Read, I say, not roasted—
Letterpress, when toasted,
Loses its good looks.
Little Birds are playing
Bagpipes on the shore,
Where the tourists snore:
‘Thanks!’ they cry. ‘‘Tis thrilling!
Take, oh take this shilling!
Let us have no more!’
Little Birds are bathing
Crocodiles in cream,
Like a happy dream:
Like, but not so lasting—
Crocodiles, when fasting,
Are not all they seem!
That Camel passed, as Day grew dim
Around the ruined Pump.
‘O broken heart! O broken limb!
It needs,’ that Camel said to him,
‘Something more fairy-like and slim,
To execute a jump!’
That Pig lay still as any stone,
And could not stir a stump:
Nor ever, if the truth were known,
Was he again observed to moan,
Nor ever wring his hoofs and groan,
Because he could not jump.
That Frog made no remark, for he
Was dismal as a dump:
He knew the consequence must be
That he would never get his fee—
And still he sits, in miserie,
Upon that ruined Pump!
‘It’s a miserable story!’ said Bruno. ‘It begins miserably, and it ends miserablier. I think I shall cry. Sylvie, please lend me your handkerchief.’
‘I haven’t got it with me,’ Sylvie whispered.
‘Then I wo’n’t cry,’ said Bruno manfully.
‘There are more Introductory Verses to come,’ said the Other Professor, ‘but I’m hungry.’ He sat down, cut a large slice of cake, put it on Bruno’s plate, and gazed at his own empty plate in astonishment.
‘Where did you get that cake?’ Sylvie whispered to Bruno.
‘He gived it me,’ said Bruno.
‘But you shouldn’t ask for things!

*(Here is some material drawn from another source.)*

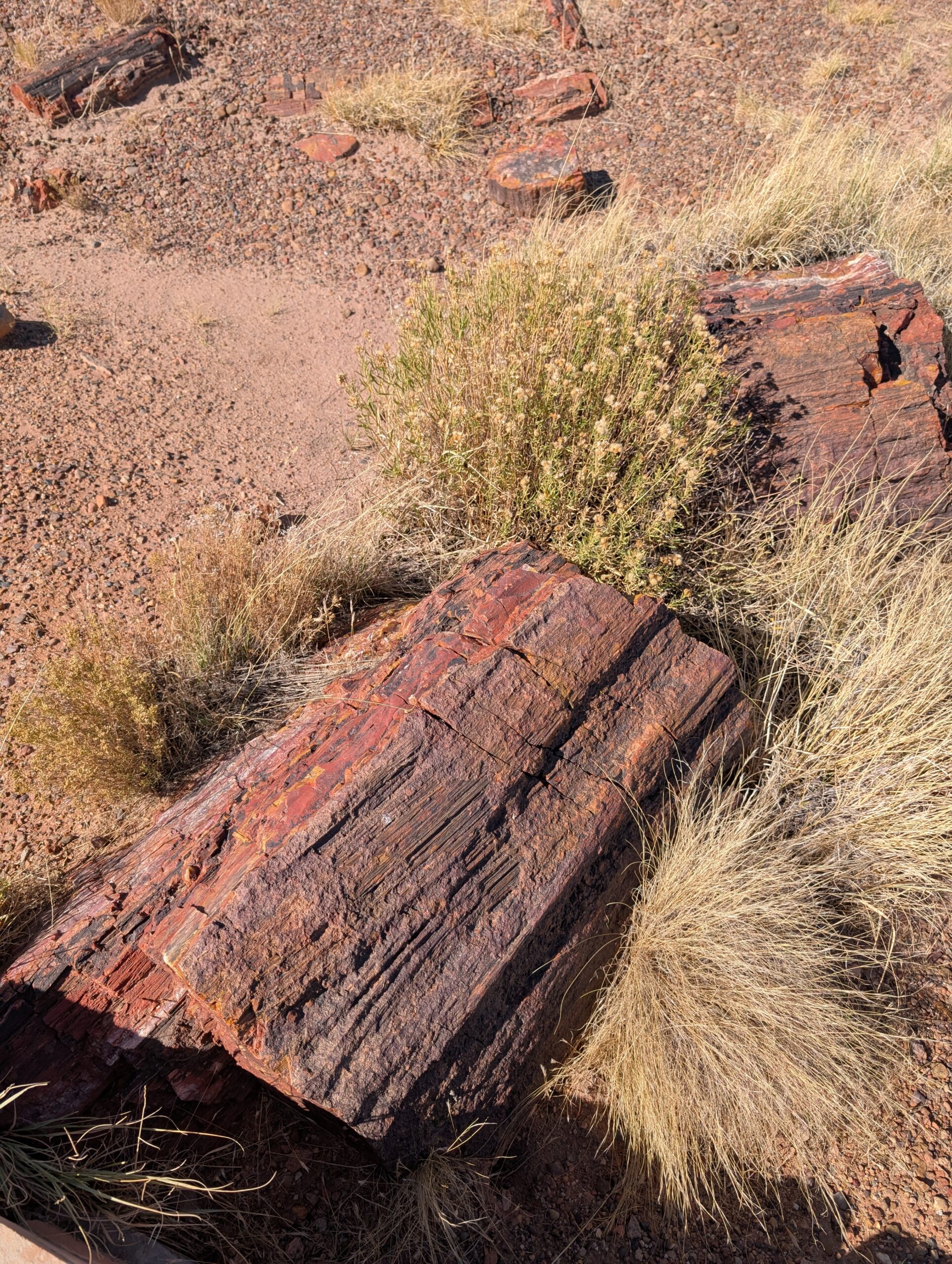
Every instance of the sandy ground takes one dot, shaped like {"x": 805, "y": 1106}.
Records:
{"x": 180, "y": 343}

You know you shouldn’t!’
‘I didn’t ask,’ said Bruno, taking a fresh mouthful: ‘he gived it me.’
Sylvie considered this for a moment: then she saw her way out of it. ‘Well, then, ask him to give me some!’
‘You seem to enjoy that cake?’ the Professor remarked.
‘Doos that mean "munch"?’ Bruno whispered to Sylvie.
Sylvie nodded. ‘It means "to munch" and "to like to munch".’
Bruno smiled at the Professor. ‘I doos enjoy it,’ he said.
The Other Professor caught the word. ‘And I hope you’re enjoying yourself, little Man?’ he enquired.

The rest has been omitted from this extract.